Although other methods have been used to determine the maximum isotropic scale based on laboratory data (Corrsin 1958; Saddoughi and Veeravalli 1994), only the effect of mean shear has been included, and the effects of buoyancy ignored. Convection due to buoyancy can also cause shear at small scales, which can lead to anisotropy. The specific critical anisotropy coefficient in the current study include the effects of shear and buoyancy at large and small scales. Current research shows that turbulence eddies with scales less than the maximum isotropic scale approach isotropy.

Although small-scale eddies can be considered isotropic, they do not reach a complete isotropic state and still behave anisotropically because the tensor anisotropic coefficients at the small scale of approximately \(0.5\,\hbox {m}\) <1, as shown in Fig. 5. Based on the definition of the tensor anisotropic coefficients \(s_{{\textit{ij}}}\) in Eq. 3, although the dimensionless diagonal elements of \(s_{{\textit{ij}}}\) depend on the spectral density that decays as \(\kappa ^{-5/3}\), and the other off-diagonal elements depend on the cospectral density that decays as \(\kappa ^{-7/3}\), at small scales all elements of \(s_{{\textit{ij}}}\) will have the same order. Therefore the definition of the tensor anisotropic coefficient characterizes the anisotropic characteristics at a small scale (Ishihara et al. 2002).

The spectra of the horizontal velocity components u and v are the same at a larger scale; however, the spectra of u (or v) and w are the same only at a small scale. Thus, when the scale is larger than the maximum isotropic scale, the eddy is not isotropic in three-dimensional space but is still isotropic in the horizontal plane.

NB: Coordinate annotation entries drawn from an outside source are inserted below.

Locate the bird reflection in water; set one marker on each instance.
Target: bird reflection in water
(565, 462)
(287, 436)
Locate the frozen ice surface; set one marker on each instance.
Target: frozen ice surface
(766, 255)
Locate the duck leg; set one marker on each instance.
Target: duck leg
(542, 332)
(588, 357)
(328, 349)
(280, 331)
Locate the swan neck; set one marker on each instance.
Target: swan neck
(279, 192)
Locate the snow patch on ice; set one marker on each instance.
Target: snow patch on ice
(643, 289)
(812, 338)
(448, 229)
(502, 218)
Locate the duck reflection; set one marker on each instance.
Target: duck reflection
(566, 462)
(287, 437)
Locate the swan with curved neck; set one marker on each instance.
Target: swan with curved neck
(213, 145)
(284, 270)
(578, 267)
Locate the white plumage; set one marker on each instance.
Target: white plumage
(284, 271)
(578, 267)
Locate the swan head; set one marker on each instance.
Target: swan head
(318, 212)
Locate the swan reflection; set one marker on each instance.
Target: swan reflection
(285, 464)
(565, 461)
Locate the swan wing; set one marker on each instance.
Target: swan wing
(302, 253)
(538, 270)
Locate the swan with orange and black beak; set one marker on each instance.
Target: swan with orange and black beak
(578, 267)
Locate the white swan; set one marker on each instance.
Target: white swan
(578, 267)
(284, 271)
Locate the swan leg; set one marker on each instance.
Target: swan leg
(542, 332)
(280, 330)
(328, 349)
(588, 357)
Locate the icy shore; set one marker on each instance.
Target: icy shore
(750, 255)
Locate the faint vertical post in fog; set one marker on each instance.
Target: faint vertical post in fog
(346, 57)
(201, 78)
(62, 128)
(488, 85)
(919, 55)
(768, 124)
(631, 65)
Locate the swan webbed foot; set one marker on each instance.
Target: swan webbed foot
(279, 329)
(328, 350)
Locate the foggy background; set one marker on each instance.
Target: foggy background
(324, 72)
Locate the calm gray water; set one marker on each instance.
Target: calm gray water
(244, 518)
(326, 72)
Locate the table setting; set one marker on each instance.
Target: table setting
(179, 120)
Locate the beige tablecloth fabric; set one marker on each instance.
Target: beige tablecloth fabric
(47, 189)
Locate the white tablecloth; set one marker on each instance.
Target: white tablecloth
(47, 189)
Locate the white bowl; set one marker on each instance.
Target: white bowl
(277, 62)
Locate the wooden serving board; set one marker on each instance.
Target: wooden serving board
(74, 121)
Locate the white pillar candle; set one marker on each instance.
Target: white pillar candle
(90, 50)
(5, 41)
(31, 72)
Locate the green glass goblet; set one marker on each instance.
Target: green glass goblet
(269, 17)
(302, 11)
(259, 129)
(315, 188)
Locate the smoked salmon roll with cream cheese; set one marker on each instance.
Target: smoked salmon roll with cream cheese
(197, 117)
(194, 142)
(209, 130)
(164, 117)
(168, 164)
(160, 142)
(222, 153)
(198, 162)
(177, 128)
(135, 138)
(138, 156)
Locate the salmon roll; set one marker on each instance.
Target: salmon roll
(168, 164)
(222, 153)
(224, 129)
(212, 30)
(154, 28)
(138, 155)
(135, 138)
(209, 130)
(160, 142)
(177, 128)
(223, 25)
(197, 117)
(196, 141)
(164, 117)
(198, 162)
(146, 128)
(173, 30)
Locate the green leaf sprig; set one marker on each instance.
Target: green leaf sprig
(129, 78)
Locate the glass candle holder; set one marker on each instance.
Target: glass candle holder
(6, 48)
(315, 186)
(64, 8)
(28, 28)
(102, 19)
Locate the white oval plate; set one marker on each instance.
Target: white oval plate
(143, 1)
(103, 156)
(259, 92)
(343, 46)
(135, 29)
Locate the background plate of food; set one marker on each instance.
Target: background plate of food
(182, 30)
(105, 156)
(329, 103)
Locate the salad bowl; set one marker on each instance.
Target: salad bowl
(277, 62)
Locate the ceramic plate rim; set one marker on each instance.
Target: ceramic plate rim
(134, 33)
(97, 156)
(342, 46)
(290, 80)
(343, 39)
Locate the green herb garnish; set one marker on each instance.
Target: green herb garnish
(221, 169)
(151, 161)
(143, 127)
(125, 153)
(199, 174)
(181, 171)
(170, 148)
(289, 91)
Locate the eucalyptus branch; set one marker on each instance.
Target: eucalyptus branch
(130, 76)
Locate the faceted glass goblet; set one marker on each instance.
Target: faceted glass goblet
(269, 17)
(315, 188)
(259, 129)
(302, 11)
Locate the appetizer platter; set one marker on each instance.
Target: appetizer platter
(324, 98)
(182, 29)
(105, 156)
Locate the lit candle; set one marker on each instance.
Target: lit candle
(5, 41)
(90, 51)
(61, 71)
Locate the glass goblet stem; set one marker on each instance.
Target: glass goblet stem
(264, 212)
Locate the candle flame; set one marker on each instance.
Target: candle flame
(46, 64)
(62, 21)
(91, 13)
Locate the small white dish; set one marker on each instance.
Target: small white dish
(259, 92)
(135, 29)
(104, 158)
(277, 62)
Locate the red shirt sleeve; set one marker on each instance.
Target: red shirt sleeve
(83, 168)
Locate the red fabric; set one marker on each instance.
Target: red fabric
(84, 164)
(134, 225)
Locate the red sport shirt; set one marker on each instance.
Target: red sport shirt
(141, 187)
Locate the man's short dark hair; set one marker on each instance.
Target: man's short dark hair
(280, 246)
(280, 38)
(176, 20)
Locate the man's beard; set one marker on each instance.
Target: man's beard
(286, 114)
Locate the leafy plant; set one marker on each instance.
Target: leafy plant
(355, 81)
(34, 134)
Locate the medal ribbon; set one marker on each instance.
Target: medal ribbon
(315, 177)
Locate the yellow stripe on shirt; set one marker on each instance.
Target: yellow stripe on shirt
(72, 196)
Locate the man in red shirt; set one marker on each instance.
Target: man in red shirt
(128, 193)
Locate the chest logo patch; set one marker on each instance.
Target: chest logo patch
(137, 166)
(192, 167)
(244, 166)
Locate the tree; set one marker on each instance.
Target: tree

The turbulent outer scale of refractive index fluctuation or temperature fluctuation has an important influence on the fluctuation characteristics of the amplitude and phase of a propagating light wave. If the scale is larger than the outer scale, the turbulence is anisotropic. Fitting with the von Karman spectrum is often used to quantitatively estimate the outer scale; the turbulent outer scale exhibits a similar dependence as the maximum isotropic scale on atmospheric stability.

We used measurement data recorded at one point to obtain a time series, and one-dimensional data in the horizontal direction based on Taylor’s frozen turbulence hypothesis to analyze the isotropic and anisotropic characteristics of turbulence. The outer scale derived from the turbulent spectrum calculation is also related to the one-dimensional data. Influenced by actual atmospheric stratification and wind shear, the horizontal characteristics cannot effectively represent those in the vertical direction. Therefore, to better understand anisotropic turbulence, fine two-dimensional or even three-dimensional observations are required.

Appendix: Method of Spectrum (Cospectrum) Calculation

The 1-h turbulence data (36,000 observations) were detrended by removing the best-fit line, and divided into several segments. Using fast Fourier transformation, the data in each segment were transformed to the spectral densities, and spectra of several segments were then averaged. First, short segments were established to obtain high-frequency spectra, then longer segments were established to obtain low-frequency spectra.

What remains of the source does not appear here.